LaZuRi yazdı:Grange'ın çoğu kitabı tavsiye ediliyor. Ben de bu yüzden Koloni'yle başlayıp diğer kitaplarını da okumayı düşünüyordum ama kitabı pek beğenmedim. Çok mu yüksek beklenti içerisine girdim de beğenmedim diye düşünüyordum. Yazarın diğer kitapları iyiyse başlayım ben Şeytan Yemini'ne. Beğenirsem diğer kitapları da edinip okumayı düşünüyorum. Bu arada tavsiyeniz için teşekkür ederim.
Çoğu kitabı iyidir. Yanlış kitaptan başlamışsın sadece. Şeytan yeminin kurgusu da iyidir. Ama ben Leyleklerin uçuşu ve siyah kanı daha çok beğenmiştim. Bu kitaplara da göz at. Sonra burada yorumlarını yazarsın konuşuruz kitap hakkında
Şuan elimde sadece Şeytan Yemini var. Onu da okuduktan sonra İskender Pala'nın Şah&Sultan'ını okumam gerekiyor. Ondan sonra edinir okurum, konuşuruz kitap hakkında.

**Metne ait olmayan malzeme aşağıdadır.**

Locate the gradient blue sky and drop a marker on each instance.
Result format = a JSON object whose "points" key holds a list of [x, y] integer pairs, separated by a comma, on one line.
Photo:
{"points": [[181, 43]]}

Her şey, 2001 yılının Şubat ayında soğuk bir gün, İstanbul Üniversitesi’nde halkla ilişkiler görevini yürüten Maya Duran’ın (36) ABD’den gelen Alman asıllı Profesör Maximilian Wagner’i (87) karşılamasıyla başlar.
1930’lu yıllarda İstanbul Üniversitesi’nde hocalık yapmış olan profesörün isteği üzerine, Maya bir gün onu Şile’ye götürür. Böylece, katları yavaş yavaş açılan dokunaklı bir aşk hikâyesine karışmakla kalmaz, dünya tarihine ve kendi ailesine ilişkin birtakım sırları da öğrenir.
Serenad, 60 yıldır süren bir aşkı ele alırken, ister herkesin bildiği Yahudi Soykırımı olsun isterse çok az kimsenin bildiği Mavi Alay, bütün siyasi sorunlarda asıl harcananın, gürültüye gidenin hep insan olduğu gerçeğini de göz önüne seriyor.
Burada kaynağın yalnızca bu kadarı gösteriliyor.